NJSO pilot program at Newark school inspires students
“I like it because you can express all your feelings — any emotion you have you can play it out with the violin,” said Precious, 10. “One day I came to violin and before I’d had an argument and I was mad, but once I started playing everything that I held in came out.”
– University Heights Charter School student Precious, as told to The Star-Ledger
The New Jersey Symphony Orchestra is presenting an innovative education program at University Heights Charter School (UHCS) in Newark, in partnership with the school. Inspired by the social development and music education program El Sistema in Venezuela, the NJSO pilot program seeks to develop students’ goal-directed behavior and skills to foster social and academic success; improving their self-esteem, academic achievement and lifelong character traits like perseverance and leadership.
Through the pilot program, 25 UHCS students in grades four through six are receiving intensive after-school violin instruction for two hours per day, three days per week.
The Star-Ledger and SymphonyNOW were on the scene at UHCS on Friday, April 19, when students participated in an extended rehearsal and performance day. The students heard a special performance by an NJSO violin-viola duo, then rehearsed with their violin instructors and later gave a performance for their classmates.
The Star-Ledger’s Peggy McGlone writes:
Last Friday’s rehearsal with [NJSO Education & Community Engagement Conductor Jeffrey Grogan] marked a turning point in a six-week pilot program run by the New Jersey Symphony Orchestra. Fashioned after El Sistema, Venezuela’s music education program, the program aims to improve academic performance, discipline and focus through violin instruction.
The concept is a good match for University Heights Charter School, said its executive director, Misha Simmonds. “The program really aligns well with our focus on character, scholarship and leadership,” Simmonds said. The students have learned discipline, focus and grit, he said …
“Today was extra special,” Grogan said after the rehearsal. “This shows them what it feels like to work together.”
SymphonyNOW’s Jennifer Melick captured video of students performing for their classmates and presenting their own cheer that, Melick writes, “says better than any words how they feel about the violin.”
“There’s nothing quite like the buzzing energy of a roomful of excited fourth-, fifth-, and sixth-graders,” she writes.
The UHCS students will perform a showcase piece at the Greater Newark Youth Orchestras annual spring concert on Saturday, May 4, at Orange Preparatory Academy in Orange. Last Friday, their excitement about playing onstage, supported by the members of the NJSO’s youth orchestra, was palpable.
“The kids keep talking about how excited they are about playing in the concert, and they’re constantly asking the teachers about performing,” NJSO Manager of Education and Community Engagement Shirley Chang says. “[On Friday,] someone asked when the concert was, and all the students shouted ‘May 4!’ in unison—they can’t stop thinking about it.”
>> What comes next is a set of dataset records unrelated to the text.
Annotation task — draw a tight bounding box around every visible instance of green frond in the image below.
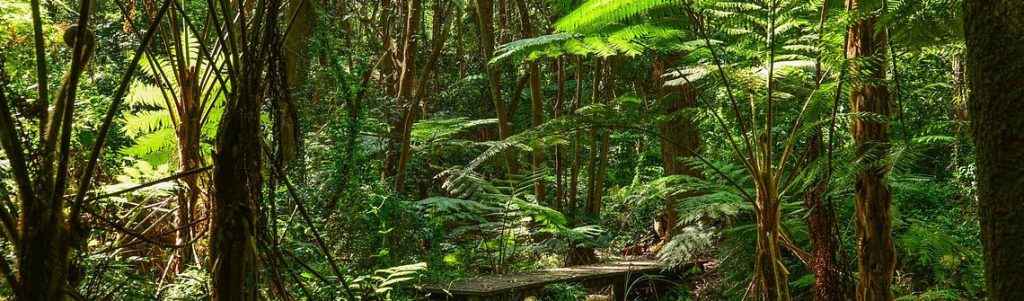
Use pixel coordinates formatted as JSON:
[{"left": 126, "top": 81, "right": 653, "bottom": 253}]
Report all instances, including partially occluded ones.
[{"left": 123, "top": 111, "right": 174, "bottom": 137}]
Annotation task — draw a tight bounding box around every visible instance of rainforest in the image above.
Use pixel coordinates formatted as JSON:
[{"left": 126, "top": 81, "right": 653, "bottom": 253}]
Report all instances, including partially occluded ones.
[{"left": 0, "top": 0, "right": 1024, "bottom": 301}]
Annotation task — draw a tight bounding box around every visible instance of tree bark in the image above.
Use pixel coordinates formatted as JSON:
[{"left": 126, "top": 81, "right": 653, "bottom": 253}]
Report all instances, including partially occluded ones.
[
  {"left": 804, "top": 131, "right": 846, "bottom": 301},
  {"left": 16, "top": 25, "right": 95, "bottom": 300},
  {"left": 846, "top": 0, "right": 896, "bottom": 300},
  {"left": 476, "top": 0, "right": 518, "bottom": 173},
  {"left": 209, "top": 0, "right": 272, "bottom": 301},
  {"left": 274, "top": 0, "right": 315, "bottom": 167},
  {"left": 651, "top": 55, "right": 700, "bottom": 241},
  {"left": 964, "top": 0, "right": 1024, "bottom": 301},
  {"left": 395, "top": 2, "right": 449, "bottom": 190}
]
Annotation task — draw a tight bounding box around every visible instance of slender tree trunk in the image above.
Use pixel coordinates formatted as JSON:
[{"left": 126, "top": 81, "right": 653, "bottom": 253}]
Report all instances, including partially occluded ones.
[
  {"left": 652, "top": 56, "right": 700, "bottom": 240},
  {"left": 274, "top": 0, "right": 315, "bottom": 166},
  {"left": 515, "top": 0, "right": 547, "bottom": 202},
  {"left": 804, "top": 131, "right": 846, "bottom": 301},
  {"left": 551, "top": 57, "right": 565, "bottom": 212},
  {"left": 965, "top": 0, "right": 1024, "bottom": 301},
  {"left": 16, "top": 26, "right": 95, "bottom": 300},
  {"left": 752, "top": 176, "right": 790, "bottom": 300},
  {"left": 209, "top": 0, "right": 284, "bottom": 301},
  {"left": 846, "top": 0, "right": 896, "bottom": 300},
  {"left": 395, "top": 2, "right": 449, "bottom": 190},
  {"left": 476, "top": 0, "right": 518, "bottom": 173},
  {"left": 174, "top": 68, "right": 203, "bottom": 272}
]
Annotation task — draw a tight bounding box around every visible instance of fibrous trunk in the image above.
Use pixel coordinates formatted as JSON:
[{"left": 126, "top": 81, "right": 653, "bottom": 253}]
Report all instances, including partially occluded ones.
[
  {"left": 751, "top": 174, "right": 790, "bottom": 300},
  {"left": 652, "top": 56, "right": 700, "bottom": 240},
  {"left": 965, "top": 0, "right": 1024, "bottom": 301},
  {"left": 846, "top": 0, "right": 896, "bottom": 300}
]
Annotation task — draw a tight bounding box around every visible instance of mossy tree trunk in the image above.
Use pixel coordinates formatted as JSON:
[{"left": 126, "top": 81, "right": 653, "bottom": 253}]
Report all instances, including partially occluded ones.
[
  {"left": 964, "top": 0, "right": 1024, "bottom": 301},
  {"left": 846, "top": 0, "right": 896, "bottom": 300}
]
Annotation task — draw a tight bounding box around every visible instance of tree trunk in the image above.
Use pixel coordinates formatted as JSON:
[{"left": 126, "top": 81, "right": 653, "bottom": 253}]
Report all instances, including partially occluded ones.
[
  {"left": 751, "top": 172, "right": 790, "bottom": 300},
  {"left": 652, "top": 53, "right": 700, "bottom": 241},
  {"left": 394, "top": 2, "right": 449, "bottom": 190},
  {"left": 174, "top": 61, "right": 203, "bottom": 272},
  {"left": 846, "top": 0, "right": 896, "bottom": 300},
  {"left": 515, "top": 0, "right": 547, "bottom": 202},
  {"left": 804, "top": 131, "right": 846, "bottom": 301},
  {"left": 15, "top": 26, "right": 95, "bottom": 300},
  {"left": 274, "top": 1, "right": 316, "bottom": 166},
  {"left": 476, "top": 0, "right": 518, "bottom": 173},
  {"left": 965, "top": 0, "right": 1024, "bottom": 301},
  {"left": 209, "top": 0, "right": 270, "bottom": 301}
]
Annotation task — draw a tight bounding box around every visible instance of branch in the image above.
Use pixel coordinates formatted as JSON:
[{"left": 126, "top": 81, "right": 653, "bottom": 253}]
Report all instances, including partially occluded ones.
[
  {"left": 0, "top": 61, "right": 35, "bottom": 211},
  {"left": 85, "top": 166, "right": 213, "bottom": 202},
  {"left": 69, "top": 0, "right": 174, "bottom": 226},
  {"left": 264, "top": 145, "right": 356, "bottom": 300}
]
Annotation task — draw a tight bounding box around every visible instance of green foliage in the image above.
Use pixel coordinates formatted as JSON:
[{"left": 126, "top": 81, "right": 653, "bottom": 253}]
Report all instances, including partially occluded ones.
[{"left": 541, "top": 284, "right": 588, "bottom": 301}]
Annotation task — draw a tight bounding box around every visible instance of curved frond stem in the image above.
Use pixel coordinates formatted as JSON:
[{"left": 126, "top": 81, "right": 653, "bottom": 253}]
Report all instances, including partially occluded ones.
[
  {"left": 69, "top": 0, "right": 175, "bottom": 226},
  {"left": 263, "top": 145, "right": 357, "bottom": 300},
  {"left": 683, "top": 0, "right": 758, "bottom": 170},
  {"left": 30, "top": 0, "right": 50, "bottom": 130}
]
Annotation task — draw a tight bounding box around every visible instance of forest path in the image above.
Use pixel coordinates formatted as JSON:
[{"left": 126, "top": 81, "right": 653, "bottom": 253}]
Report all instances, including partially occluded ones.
[{"left": 423, "top": 259, "right": 667, "bottom": 300}]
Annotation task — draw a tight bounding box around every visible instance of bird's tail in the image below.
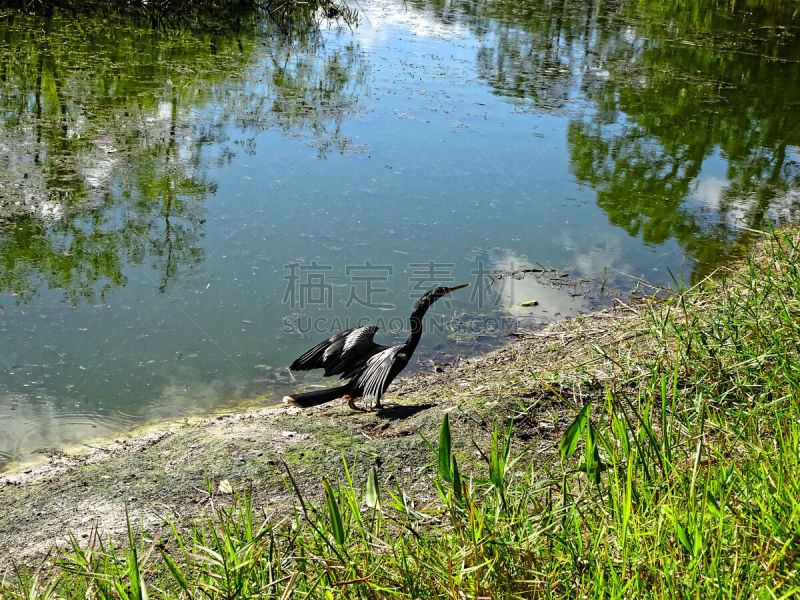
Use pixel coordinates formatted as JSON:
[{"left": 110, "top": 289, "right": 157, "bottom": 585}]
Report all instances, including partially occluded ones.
[{"left": 283, "top": 383, "right": 350, "bottom": 408}]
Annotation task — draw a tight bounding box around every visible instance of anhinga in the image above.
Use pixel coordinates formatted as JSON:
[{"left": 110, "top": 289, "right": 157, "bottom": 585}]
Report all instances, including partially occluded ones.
[{"left": 283, "top": 283, "right": 469, "bottom": 408}]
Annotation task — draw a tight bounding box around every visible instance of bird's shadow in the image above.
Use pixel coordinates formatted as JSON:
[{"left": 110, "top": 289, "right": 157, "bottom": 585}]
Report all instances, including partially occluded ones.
[{"left": 377, "top": 402, "right": 436, "bottom": 421}]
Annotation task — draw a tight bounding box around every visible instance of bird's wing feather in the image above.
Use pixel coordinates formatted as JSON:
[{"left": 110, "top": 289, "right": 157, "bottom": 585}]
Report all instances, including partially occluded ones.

“Misha [Simmonds, UHCS executive director] and the UHCS dean of students have said that the participating students have already shown growth in confidence and self-esteem,” Chang says. “This experience is creating social bonds and a sense of belonging for them, and it is giving them new interest, a new passion. Misha has said that when students in the program have been out sick for a day, the next day they’ll run up to make sure they’re still in the violin class! They really look forward to it.”
The NJSO and University Heights Charter School have agreed to a three-year partnership that would see the program expand for the next school year, funding permitting.
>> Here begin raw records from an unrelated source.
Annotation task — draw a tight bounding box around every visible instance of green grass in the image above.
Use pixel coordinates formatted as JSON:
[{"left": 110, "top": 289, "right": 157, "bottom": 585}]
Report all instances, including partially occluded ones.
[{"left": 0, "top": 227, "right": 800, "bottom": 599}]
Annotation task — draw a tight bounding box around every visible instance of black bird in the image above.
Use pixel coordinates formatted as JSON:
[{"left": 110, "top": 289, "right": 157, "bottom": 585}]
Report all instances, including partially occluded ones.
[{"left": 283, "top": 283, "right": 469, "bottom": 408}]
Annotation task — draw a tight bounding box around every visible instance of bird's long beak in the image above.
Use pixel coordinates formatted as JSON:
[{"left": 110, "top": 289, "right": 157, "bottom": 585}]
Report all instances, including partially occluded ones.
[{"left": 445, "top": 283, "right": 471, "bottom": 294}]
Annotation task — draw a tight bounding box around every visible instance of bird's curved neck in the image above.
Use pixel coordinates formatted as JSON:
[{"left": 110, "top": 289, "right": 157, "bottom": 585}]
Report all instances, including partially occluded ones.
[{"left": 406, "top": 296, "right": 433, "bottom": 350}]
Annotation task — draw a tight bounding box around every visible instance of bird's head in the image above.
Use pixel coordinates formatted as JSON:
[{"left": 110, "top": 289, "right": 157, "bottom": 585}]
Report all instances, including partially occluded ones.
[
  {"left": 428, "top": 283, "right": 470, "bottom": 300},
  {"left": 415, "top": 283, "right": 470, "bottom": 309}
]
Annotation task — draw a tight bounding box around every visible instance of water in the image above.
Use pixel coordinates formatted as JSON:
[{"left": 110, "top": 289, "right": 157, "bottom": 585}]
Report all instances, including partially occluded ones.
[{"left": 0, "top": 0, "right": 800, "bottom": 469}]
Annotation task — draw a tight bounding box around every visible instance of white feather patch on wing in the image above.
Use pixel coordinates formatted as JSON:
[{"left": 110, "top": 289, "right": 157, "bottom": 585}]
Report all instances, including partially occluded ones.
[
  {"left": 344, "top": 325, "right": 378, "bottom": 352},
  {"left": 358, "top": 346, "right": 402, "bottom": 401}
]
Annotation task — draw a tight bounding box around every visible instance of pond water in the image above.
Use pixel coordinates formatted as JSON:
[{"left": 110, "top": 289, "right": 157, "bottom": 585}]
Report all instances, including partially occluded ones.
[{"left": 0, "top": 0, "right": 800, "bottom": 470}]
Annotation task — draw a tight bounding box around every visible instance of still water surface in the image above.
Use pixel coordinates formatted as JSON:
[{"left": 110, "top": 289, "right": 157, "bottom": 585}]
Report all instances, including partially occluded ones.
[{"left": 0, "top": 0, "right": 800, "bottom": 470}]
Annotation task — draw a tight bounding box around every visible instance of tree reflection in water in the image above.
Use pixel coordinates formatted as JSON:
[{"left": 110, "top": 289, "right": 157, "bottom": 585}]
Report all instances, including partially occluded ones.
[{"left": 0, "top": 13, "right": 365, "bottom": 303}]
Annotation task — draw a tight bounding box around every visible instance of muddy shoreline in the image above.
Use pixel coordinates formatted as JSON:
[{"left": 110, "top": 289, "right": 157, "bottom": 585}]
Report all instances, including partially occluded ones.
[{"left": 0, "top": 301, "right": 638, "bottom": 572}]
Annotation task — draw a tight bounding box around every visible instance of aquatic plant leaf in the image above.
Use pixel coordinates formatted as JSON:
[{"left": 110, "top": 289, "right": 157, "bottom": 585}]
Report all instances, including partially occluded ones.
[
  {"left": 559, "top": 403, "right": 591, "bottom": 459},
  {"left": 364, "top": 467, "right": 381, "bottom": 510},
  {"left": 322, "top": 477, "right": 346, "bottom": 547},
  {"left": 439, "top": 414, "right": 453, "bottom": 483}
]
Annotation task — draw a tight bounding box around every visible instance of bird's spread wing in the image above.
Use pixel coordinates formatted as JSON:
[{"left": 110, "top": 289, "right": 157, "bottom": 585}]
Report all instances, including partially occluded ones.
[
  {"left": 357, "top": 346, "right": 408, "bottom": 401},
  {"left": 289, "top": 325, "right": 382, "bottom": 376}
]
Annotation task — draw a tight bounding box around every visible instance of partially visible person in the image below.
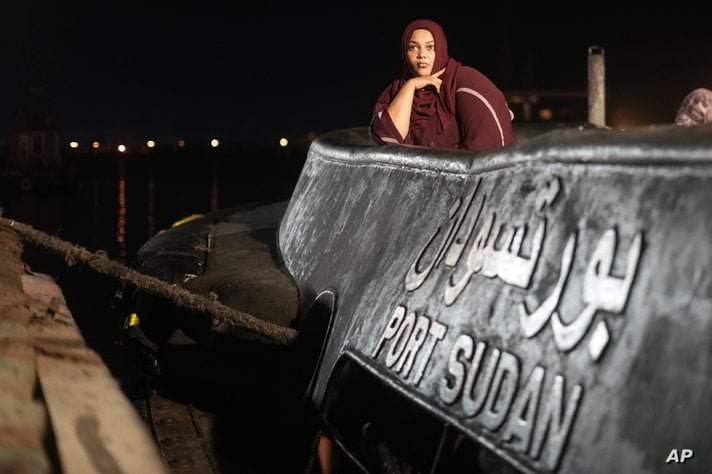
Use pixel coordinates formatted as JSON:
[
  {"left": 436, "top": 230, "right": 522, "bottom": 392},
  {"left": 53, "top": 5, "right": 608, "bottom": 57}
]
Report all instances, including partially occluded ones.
[
  {"left": 369, "top": 19, "right": 517, "bottom": 150},
  {"left": 675, "top": 87, "right": 712, "bottom": 125}
]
“Over a full 30 weeks [of violin instruction], we would definitely see a big jump in their skill level and appreciation for music,” Chang says. “And even beyond music, they will continue to strive for a standard of excellence. We have high expectations of them, we call them scholars in the school; they are getting real positive reinforcement from their teachers. We would see them take even more pride in their accomplishments. There is a lot of character building of skills like discipline and perseverance; it’s not easy to master an instrument, and they are learning what it takes to do something well. They are learning empathy in how they are playing for each other, and leadership in how they are helping each other.”
“The program’s lessons clearly extend beyond the music on the page,” The Star-Ledger writes. The students, UHCS and NJSO agree.